A healthy phoenix rasbora school stays together in the open water column or hovers as a group near plants — not scattered individuals hugging corners or hanging at the surface. Coloration on at least the dominant fish should be a clear orange-red; faded, washed-out fish typically indicate stress or recent shipping arrival.

Check for clamped fins, white spots, fungal patches, or any "fuzzy" outline along the body. A school of 20 in a store tank should have zero visible disease — if you see one obviously sick fish, the whole batch is at risk. Watch the school for at least five minutes during your visit. Active swimming, clear eyes, and intact fins are all visible from outside the glass.

> **Buy Local**
>
> Always inspect phoenix rasboras in person before buying. Look for active shoaling, vivid orange-red coloration on dominant fish, and clean intact fins. Avoid stores where the species' tank shows obvious disease (white spots, flashing, hanging at the surface) or where the fish are still pale and bunched in a corner from recent shipping. A good LFS will let you watch the school feed before you commit.

### Questions to Ask Your Local Fish Store (LFS)

Phoenix rasboras imported fresh from Indonesia are fragile for the first 2-3 weeks in a store tank. Ask the staff how long the current batch has been in-store. The right answer is "at least a week, ideally two." A school that arrived yesterday may look fine on the shelf but is statistically much more likely to die during acclimation than one that has settled and started eating in the store.

Ask whether the store keeps them in soft, acidic water or in standard tap. If the store uses RO-blended water and tannins for the holding tanks, the fish are far better adapted to home setups that match. Ask the staff to feed the school while you watch — fish that ignore food in the store will rarely start eating in your tank without intervention.

## Quick Reference

- **Adult size:** 0.7 in (1.7 cm)
- **Lifespan:** 3-5 years
- **Tank size:** 5 gallons minimum, 10+ gallons preferred
- **Group size:** 8 minimum, 12-15 ideal
- **Temperature:** 74-82°F (23-28°C), target 76-80°F
- **pH:** 4.5-6.5 (target 5.5-6.5)
- **Hardness:** 1-4 dGH
- **Filtration:** Sponge filter, very low flow
- **Diet:** Micropredator — baby brine, daphnia, moina, cyclops, micro pellets (under 0.5 mm)
- **Feeding:** 2x daily, small portions
- **Best tank mates:** Chili rasboras, ember tetras, galaxy rasboras, pygmy corys, neocaridina shrimp, snails
- **Avoid:** Any fish over 1.5 in, fin-nippers, goldfish, large livebearers
- **Difficulty:** Beginner-friendly with stable, soft, acidic water
- **Lighting:** Low to moderate; floating plants for cover
- **Decor:** Heavy planting, Indian almond leaves, driftwood for tannins

## Frequently Asked Questions

### How many Phoenix Rasboras should be kept together?

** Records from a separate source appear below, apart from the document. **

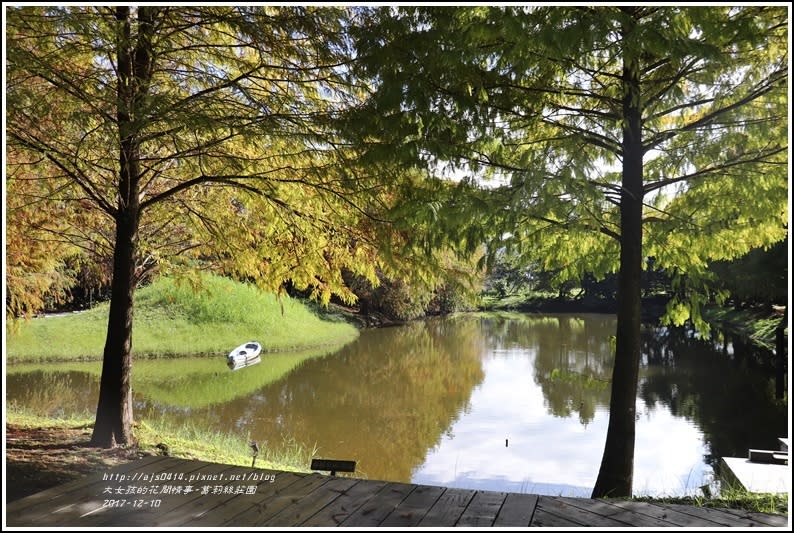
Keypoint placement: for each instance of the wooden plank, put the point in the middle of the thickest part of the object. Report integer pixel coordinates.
(346, 504)
(171, 508)
(541, 518)
(517, 510)
(582, 513)
(482, 509)
(312, 503)
(264, 509)
(412, 509)
(213, 515)
(379, 506)
(448, 508)
(66, 507)
(605, 508)
(53, 493)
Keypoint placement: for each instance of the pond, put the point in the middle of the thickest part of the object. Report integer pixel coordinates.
(514, 402)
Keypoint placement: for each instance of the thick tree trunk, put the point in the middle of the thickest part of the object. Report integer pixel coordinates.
(617, 465)
(114, 412)
(781, 358)
(134, 67)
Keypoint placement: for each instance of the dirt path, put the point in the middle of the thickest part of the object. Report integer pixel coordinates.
(37, 459)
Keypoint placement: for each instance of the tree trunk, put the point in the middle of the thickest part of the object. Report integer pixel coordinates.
(134, 67)
(781, 357)
(617, 465)
(114, 412)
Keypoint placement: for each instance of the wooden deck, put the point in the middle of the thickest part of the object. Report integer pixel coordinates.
(164, 491)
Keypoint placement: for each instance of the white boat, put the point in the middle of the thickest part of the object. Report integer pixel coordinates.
(244, 355)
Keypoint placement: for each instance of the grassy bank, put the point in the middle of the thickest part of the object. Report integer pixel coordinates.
(173, 319)
(732, 498)
(186, 441)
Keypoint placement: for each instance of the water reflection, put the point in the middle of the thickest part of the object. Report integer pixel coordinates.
(505, 402)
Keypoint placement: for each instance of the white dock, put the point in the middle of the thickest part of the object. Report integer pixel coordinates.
(759, 477)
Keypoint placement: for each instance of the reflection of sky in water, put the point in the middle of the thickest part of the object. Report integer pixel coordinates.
(552, 455)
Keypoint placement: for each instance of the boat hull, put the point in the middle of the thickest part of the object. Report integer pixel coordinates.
(244, 355)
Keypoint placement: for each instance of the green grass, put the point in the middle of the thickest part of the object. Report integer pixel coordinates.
(754, 324)
(173, 319)
(186, 441)
(731, 498)
(183, 382)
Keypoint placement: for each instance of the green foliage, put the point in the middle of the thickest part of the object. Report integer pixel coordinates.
(238, 163)
(758, 277)
(175, 319)
(541, 118)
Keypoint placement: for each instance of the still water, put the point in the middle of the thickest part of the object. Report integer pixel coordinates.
(514, 402)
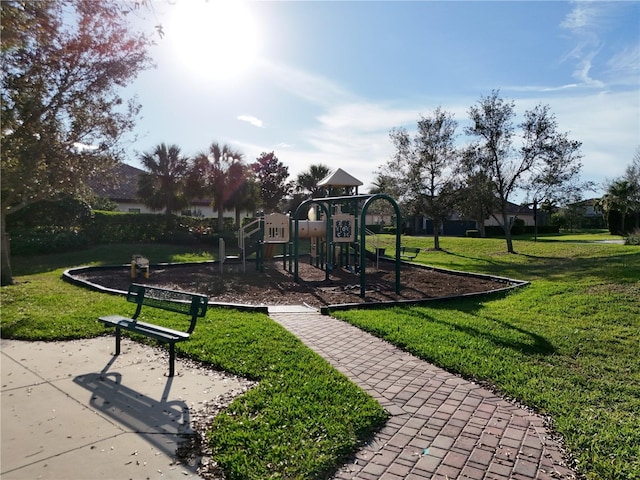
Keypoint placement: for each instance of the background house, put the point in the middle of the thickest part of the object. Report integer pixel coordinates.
(121, 187)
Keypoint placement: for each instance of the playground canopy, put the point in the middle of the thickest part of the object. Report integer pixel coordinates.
(339, 179)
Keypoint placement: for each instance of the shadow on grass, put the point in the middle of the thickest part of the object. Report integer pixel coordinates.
(614, 268)
(538, 345)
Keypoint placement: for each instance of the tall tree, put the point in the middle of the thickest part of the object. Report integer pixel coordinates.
(163, 185)
(244, 190)
(216, 176)
(62, 117)
(632, 175)
(546, 165)
(475, 198)
(424, 167)
(272, 177)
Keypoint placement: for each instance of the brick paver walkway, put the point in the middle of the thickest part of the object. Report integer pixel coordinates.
(441, 426)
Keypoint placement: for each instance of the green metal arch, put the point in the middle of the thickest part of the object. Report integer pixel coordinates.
(325, 204)
(363, 214)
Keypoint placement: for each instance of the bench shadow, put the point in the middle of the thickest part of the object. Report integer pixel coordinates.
(139, 413)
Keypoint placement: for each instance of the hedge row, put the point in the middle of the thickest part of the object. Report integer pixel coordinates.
(118, 227)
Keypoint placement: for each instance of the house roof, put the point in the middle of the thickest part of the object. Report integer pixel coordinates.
(121, 184)
(339, 178)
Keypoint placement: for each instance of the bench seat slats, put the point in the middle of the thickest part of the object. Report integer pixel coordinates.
(149, 329)
(409, 252)
(190, 304)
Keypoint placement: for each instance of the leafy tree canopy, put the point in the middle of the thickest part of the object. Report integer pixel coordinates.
(62, 116)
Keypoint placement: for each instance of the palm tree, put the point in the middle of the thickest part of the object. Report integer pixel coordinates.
(307, 182)
(216, 166)
(162, 186)
(619, 197)
(244, 192)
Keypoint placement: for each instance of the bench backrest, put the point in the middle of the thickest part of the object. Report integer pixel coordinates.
(192, 304)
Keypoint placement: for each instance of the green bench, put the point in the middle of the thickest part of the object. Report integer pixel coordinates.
(190, 304)
(409, 252)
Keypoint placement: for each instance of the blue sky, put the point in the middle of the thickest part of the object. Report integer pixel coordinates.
(325, 82)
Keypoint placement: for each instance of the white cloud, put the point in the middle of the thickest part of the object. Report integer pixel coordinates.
(313, 88)
(256, 122)
(584, 15)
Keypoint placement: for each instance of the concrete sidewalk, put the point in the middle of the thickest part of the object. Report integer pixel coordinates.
(441, 426)
(70, 410)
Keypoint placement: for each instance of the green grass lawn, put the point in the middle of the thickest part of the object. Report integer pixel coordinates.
(300, 421)
(567, 345)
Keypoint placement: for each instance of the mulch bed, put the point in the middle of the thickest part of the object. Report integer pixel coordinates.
(275, 286)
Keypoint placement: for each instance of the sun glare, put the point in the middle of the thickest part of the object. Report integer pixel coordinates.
(213, 40)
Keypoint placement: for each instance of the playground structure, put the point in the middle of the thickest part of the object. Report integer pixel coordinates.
(335, 227)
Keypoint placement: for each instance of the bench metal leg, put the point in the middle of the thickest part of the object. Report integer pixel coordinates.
(117, 340)
(172, 358)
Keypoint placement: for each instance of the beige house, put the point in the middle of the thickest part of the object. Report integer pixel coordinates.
(123, 191)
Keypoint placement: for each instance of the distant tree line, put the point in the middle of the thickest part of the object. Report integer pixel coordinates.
(433, 177)
(620, 204)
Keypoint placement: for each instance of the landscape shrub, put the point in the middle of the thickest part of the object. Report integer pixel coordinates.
(46, 240)
(633, 238)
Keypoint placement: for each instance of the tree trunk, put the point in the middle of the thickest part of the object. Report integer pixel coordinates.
(436, 235)
(5, 273)
(220, 219)
(506, 226)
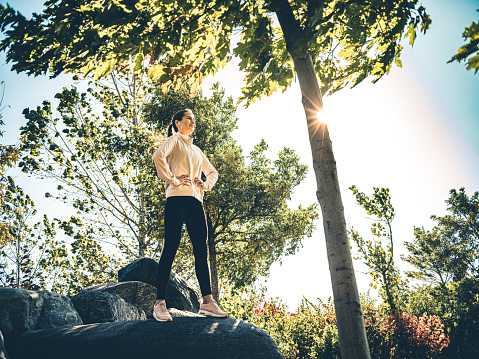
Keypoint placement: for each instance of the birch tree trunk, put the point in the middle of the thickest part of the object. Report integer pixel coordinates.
(351, 331)
(212, 257)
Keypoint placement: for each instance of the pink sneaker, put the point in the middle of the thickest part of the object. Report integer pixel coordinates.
(160, 313)
(212, 309)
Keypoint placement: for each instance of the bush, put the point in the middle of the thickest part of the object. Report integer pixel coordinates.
(311, 332)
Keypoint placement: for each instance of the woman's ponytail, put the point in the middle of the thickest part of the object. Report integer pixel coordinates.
(170, 130)
(176, 117)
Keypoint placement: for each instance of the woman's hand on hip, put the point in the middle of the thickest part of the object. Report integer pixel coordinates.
(185, 180)
(199, 182)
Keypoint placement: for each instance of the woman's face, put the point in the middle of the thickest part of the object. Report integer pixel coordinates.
(187, 124)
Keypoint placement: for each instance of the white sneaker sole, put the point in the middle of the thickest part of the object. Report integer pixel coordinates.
(159, 319)
(210, 314)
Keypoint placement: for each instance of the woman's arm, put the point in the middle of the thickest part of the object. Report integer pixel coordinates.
(210, 172)
(159, 158)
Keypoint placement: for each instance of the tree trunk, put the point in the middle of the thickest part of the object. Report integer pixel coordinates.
(351, 331)
(212, 257)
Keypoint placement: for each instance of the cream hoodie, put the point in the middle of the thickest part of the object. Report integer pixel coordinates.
(178, 156)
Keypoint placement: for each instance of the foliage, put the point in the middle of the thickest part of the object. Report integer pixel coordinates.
(450, 250)
(184, 41)
(379, 260)
(18, 267)
(8, 157)
(311, 331)
(96, 152)
(447, 256)
(469, 51)
(100, 148)
(402, 335)
(250, 224)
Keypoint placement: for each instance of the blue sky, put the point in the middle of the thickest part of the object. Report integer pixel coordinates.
(416, 132)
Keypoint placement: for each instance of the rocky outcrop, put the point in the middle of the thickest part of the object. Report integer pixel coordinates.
(57, 311)
(103, 307)
(179, 295)
(3, 351)
(198, 338)
(139, 294)
(23, 310)
(19, 310)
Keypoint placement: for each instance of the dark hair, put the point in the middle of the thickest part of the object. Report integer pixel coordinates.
(176, 117)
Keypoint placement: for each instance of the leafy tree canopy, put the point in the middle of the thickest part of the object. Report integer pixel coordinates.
(184, 41)
(469, 51)
(451, 249)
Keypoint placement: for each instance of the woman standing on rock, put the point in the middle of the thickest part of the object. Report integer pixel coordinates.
(180, 163)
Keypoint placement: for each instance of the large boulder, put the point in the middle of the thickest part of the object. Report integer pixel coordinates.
(198, 338)
(3, 351)
(57, 311)
(19, 310)
(23, 310)
(139, 294)
(179, 294)
(103, 307)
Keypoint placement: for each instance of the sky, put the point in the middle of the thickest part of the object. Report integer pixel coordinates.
(415, 132)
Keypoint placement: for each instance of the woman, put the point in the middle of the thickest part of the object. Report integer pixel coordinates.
(180, 163)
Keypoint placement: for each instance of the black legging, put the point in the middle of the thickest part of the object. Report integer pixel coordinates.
(178, 210)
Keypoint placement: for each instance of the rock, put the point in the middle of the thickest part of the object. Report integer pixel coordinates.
(57, 311)
(139, 294)
(19, 310)
(3, 351)
(179, 294)
(102, 307)
(208, 338)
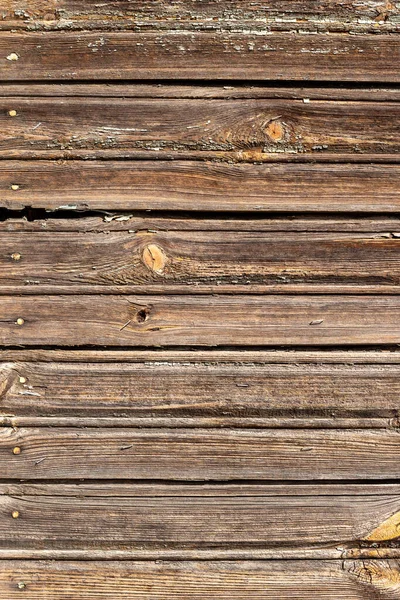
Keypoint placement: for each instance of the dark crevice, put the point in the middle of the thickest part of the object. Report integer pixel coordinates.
(39, 214)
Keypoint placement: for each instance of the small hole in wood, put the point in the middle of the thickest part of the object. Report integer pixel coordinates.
(142, 315)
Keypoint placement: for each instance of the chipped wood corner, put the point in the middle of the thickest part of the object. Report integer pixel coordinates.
(387, 531)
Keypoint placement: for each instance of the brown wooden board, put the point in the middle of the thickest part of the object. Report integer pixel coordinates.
(172, 261)
(178, 518)
(248, 129)
(210, 14)
(174, 55)
(203, 186)
(223, 580)
(199, 454)
(167, 393)
(199, 320)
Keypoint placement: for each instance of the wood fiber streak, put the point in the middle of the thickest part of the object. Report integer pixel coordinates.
(124, 185)
(223, 580)
(213, 521)
(209, 15)
(201, 454)
(141, 223)
(198, 259)
(170, 55)
(250, 129)
(199, 321)
(219, 393)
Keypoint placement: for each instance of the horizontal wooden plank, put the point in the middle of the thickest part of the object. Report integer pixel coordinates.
(197, 321)
(193, 521)
(176, 260)
(201, 454)
(203, 356)
(136, 14)
(53, 127)
(350, 580)
(173, 394)
(169, 185)
(178, 90)
(255, 55)
(140, 222)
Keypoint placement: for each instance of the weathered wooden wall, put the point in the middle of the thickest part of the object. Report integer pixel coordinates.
(199, 299)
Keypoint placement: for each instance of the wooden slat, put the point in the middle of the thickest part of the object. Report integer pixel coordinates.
(124, 185)
(253, 129)
(221, 519)
(140, 222)
(350, 580)
(200, 454)
(259, 55)
(174, 261)
(159, 14)
(173, 394)
(199, 321)
(167, 89)
(232, 357)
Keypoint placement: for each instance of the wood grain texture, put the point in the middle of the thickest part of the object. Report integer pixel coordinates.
(250, 129)
(204, 55)
(199, 454)
(141, 222)
(194, 15)
(172, 394)
(176, 260)
(199, 321)
(186, 519)
(179, 185)
(328, 580)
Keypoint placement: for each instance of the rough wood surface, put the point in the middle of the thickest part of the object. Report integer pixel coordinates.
(173, 260)
(199, 454)
(114, 518)
(140, 222)
(328, 580)
(251, 129)
(374, 15)
(169, 394)
(199, 320)
(255, 55)
(162, 185)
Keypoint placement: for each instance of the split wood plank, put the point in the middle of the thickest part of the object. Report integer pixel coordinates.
(221, 55)
(178, 394)
(186, 519)
(242, 128)
(223, 580)
(199, 320)
(207, 186)
(172, 261)
(59, 453)
(140, 222)
(209, 15)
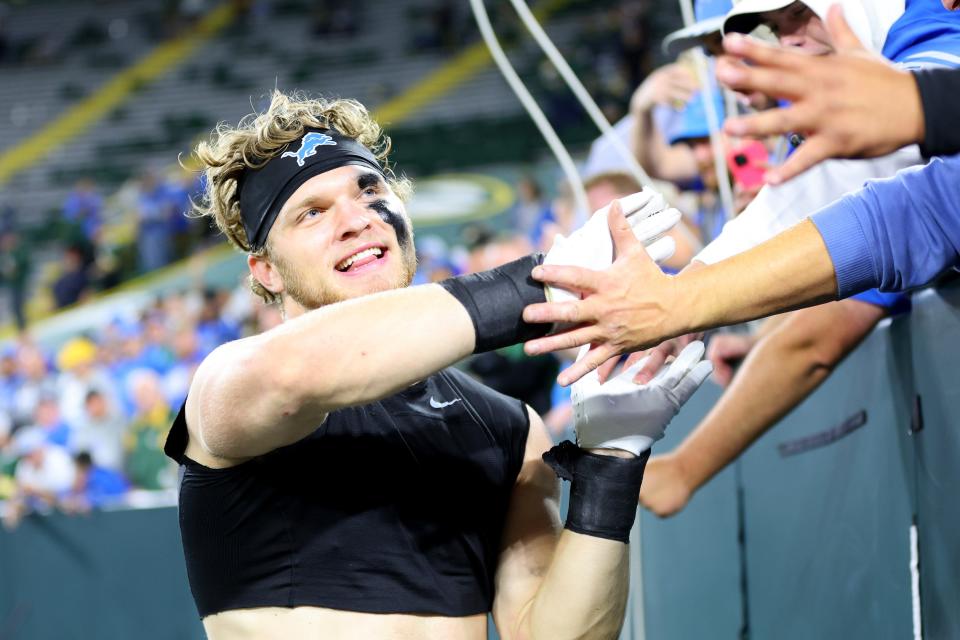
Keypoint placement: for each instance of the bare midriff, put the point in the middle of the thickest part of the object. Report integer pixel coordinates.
(308, 623)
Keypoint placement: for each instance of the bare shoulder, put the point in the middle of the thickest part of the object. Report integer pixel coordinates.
(214, 401)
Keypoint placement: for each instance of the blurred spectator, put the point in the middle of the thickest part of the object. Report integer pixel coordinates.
(532, 210)
(100, 431)
(35, 383)
(83, 209)
(74, 282)
(664, 93)
(153, 228)
(43, 474)
(15, 267)
(79, 374)
(93, 486)
(48, 422)
(147, 466)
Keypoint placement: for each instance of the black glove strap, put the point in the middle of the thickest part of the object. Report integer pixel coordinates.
(603, 490)
(495, 300)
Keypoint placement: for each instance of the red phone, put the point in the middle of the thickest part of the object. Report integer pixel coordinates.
(747, 163)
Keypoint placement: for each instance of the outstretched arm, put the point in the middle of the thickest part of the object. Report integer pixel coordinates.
(576, 586)
(782, 370)
(254, 395)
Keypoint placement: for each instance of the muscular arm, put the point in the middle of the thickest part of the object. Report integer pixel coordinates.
(266, 391)
(782, 370)
(571, 586)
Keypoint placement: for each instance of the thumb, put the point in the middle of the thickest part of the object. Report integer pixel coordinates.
(840, 32)
(620, 230)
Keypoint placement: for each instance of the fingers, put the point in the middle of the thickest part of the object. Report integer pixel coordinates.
(657, 356)
(840, 32)
(662, 249)
(652, 227)
(593, 359)
(572, 312)
(566, 277)
(685, 362)
(559, 341)
(635, 202)
(816, 149)
(722, 372)
(761, 53)
(621, 231)
(633, 365)
(604, 370)
(689, 384)
(766, 123)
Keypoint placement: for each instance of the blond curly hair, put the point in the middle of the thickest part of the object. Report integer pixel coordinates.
(260, 137)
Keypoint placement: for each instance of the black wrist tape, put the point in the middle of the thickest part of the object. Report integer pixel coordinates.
(603, 490)
(495, 300)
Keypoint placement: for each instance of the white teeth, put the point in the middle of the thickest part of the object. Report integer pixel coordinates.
(372, 251)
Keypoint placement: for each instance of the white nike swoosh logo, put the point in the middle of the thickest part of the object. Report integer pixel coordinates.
(441, 405)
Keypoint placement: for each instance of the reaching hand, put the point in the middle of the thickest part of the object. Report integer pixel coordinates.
(665, 490)
(624, 415)
(591, 246)
(850, 104)
(726, 351)
(626, 307)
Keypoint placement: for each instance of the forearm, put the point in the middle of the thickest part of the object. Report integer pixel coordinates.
(789, 271)
(781, 372)
(368, 348)
(776, 376)
(584, 592)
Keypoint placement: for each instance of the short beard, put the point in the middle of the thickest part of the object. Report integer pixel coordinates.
(312, 296)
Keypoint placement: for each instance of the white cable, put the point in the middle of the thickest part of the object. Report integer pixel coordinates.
(510, 75)
(713, 119)
(583, 96)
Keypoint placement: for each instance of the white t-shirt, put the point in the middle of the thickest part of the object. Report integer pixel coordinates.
(779, 207)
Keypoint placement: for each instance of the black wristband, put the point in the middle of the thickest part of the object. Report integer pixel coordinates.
(495, 300)
(938, 90)
(603, 490)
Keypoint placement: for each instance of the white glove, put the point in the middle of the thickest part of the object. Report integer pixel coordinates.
(591, 246)
(623, 415)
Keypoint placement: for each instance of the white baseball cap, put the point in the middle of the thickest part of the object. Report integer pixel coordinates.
(745, 15)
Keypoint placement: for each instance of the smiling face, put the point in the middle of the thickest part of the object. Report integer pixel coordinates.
(797, 26)
(342, 234)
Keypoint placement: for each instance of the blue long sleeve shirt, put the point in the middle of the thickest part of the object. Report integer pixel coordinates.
(897, 233)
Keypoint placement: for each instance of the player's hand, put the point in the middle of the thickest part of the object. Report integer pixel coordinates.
(726, 351)
(665, 490)
(626, 307)
(848, 105)
(591, 246)
(624, 415)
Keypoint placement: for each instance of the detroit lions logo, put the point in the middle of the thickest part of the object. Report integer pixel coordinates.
(308, 146)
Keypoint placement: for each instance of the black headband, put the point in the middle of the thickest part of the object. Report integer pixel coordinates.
(264, 191)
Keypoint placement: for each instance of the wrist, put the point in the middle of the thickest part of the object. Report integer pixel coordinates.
(613, 453)
(914, 122)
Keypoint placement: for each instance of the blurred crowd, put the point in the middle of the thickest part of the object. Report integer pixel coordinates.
(84, 426)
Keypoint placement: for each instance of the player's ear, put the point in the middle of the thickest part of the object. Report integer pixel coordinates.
(265, 273)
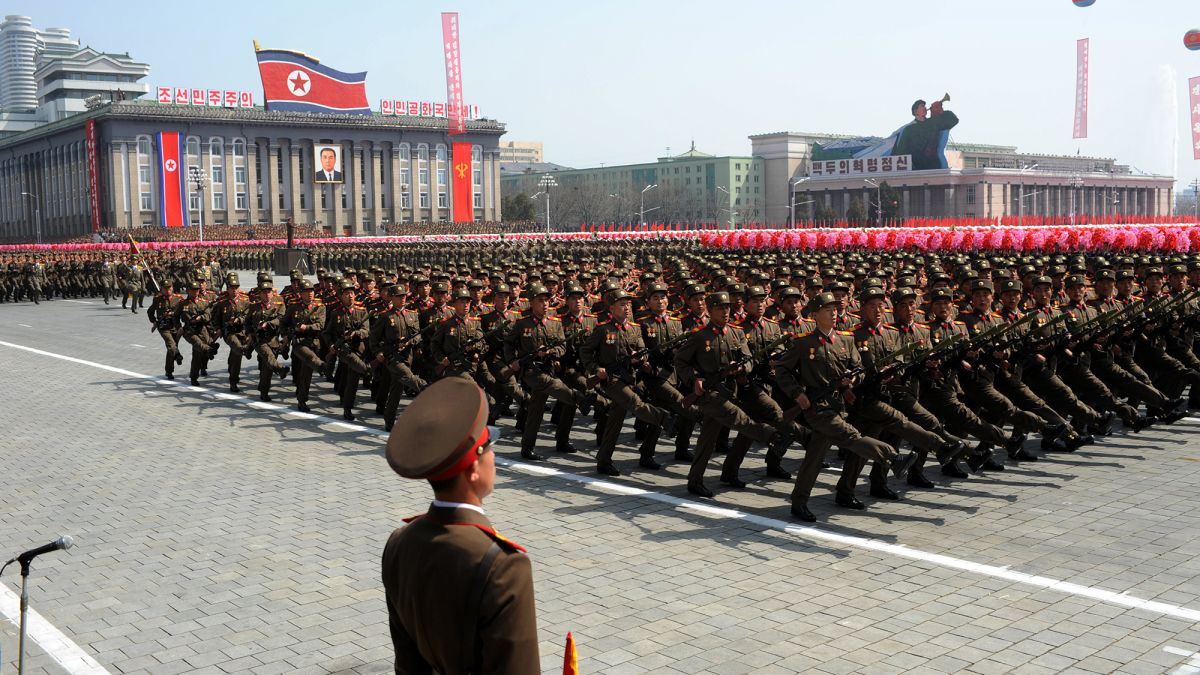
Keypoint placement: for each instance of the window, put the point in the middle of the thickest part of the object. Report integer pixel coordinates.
(216, 160)
(145, 201)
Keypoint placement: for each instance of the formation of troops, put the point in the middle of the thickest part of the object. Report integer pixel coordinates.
(966, 360)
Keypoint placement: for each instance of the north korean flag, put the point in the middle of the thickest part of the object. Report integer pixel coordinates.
(172, 185)
(297, 83)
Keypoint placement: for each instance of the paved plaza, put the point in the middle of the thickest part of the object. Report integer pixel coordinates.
(215, 533)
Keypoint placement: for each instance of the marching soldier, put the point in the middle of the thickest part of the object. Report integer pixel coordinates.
(709, 364)
(163, 315)
(535, 347)
(264, 320)
(819, 372)
(393, 340)
(305, 323)
(346, 333)
(229, 318)
(460, 596)
(196, 314)
(615, 353)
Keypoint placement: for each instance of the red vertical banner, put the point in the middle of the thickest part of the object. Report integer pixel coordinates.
(455, 111)
(171, 180)
(461, 183)
(1081, 58)
(93, 173)
(1194, 100)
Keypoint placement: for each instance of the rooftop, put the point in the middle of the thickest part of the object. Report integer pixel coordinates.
(153, 111)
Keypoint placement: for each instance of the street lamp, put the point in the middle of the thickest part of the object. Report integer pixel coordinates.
(37, 215)
(1020, 205)
(641, 208)
(733, 215)
(617, 196)
(546, 183)
(791, 199)
(1077, 181)
(199, 181)
(879, 201)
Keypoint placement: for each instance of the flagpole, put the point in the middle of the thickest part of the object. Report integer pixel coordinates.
(154, 282)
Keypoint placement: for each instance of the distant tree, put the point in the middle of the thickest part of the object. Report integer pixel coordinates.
(892, 205)
(517, 207)
(855, 214)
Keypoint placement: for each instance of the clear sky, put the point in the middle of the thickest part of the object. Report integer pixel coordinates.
(619, 82)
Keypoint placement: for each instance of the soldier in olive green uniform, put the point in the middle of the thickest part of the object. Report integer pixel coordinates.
(394, 338)
(163, 315)
(264, 320)
(613, 353)
(817, 372)
(537, 345)
(755, 398)
(347, 327)
(711, 364)
(196, 315)
(304, 323)
(229, 318)
(460, 596)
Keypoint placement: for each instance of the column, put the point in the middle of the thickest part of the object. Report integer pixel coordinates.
(119, 185)
(252, 155)
(377, 187)
(207, 195)
(397, 214)
(295, 213)
(273, 189)
(354, 199)
(493, 195)
(232, 214)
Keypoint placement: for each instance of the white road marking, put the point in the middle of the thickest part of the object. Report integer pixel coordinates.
(1192, 667)
(52, 640)
(802, 531)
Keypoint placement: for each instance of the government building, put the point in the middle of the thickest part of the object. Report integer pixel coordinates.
(259, 163)
(985, 181)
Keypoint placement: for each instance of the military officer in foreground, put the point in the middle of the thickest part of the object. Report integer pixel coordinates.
(460, 596)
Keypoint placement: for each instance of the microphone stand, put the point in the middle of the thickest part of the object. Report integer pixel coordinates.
(24, 610)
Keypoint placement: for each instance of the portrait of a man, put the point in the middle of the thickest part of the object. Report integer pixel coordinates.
(329, 163)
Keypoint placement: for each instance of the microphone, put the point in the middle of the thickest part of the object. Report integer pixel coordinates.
(64, 542)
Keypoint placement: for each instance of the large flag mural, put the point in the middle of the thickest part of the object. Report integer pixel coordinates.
(298, 83)
(172, 184)
(924, 138)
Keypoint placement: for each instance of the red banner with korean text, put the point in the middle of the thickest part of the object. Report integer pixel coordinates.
(461, 183)
(1081, 58)
(93, 173)
(172, 183)
(1194, 94)
(454, 73)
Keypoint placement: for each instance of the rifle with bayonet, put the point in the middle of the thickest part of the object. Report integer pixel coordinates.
(540, 353)
(471, 347)
(719, 386)
(628, 365)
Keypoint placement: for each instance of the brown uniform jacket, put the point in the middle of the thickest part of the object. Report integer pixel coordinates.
(815, 364)
(427, 572)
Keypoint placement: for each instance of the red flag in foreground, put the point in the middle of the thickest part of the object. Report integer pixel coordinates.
(570, 658)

You should keep a minimum of 8 to 10 Phoenix Rasboras, though 15+ is ideal. As a shoaling species, they rely on group numbers to feel secure. In smaller groups, they become shy, lose their vibrant red coloration, and may hide constantly, leading to increased stress and a weakened immune system.

### Are Phoenix Rasboras the same as Chili Rasboras?

No, though they are closely related. Boraras merah (Phoenix) features a broken black mid-line with a distinct spot, whereas Boraras brigittae (Chili) has a solid, continuous dark stripe. Phoenix Rasboras are generally slightly smaller and have a more "blotchy" red pattern compared to the solid red of the Chili.

### Can Phoenix Rasboras live with Cherry Shrimp?

Yes, Phoenix Rasboras are one of the safest fish for shrimp colonies. Due to their tiny mouths, they are physically unable to eat adult shrimp and rarely bother juveniles. While they might snack on a brand-new shrimplet, dense moss provides more than enough cover for the colony to thrive.

### Do Phoenix Rasboras need a heater?

Yes, they are tropical fish from Borneo and require stable temperatures between 74°F and 82°F. Because they are often kept in nano tanks (under 10 gallons), using a reliable, adjustable heater is critical, as small water volumes are prone to rapid temperature fluctuations.

### Why is my Phoenix Rasbora pale?

Paleness is usually caused by stress, poor water quality, or lack of cover. Ensure your pH is not too high (keep it below 7.0) and provide plenty of plants and tannins. If the fish were recently moved, they may take several days to regain their deep orange-red hue.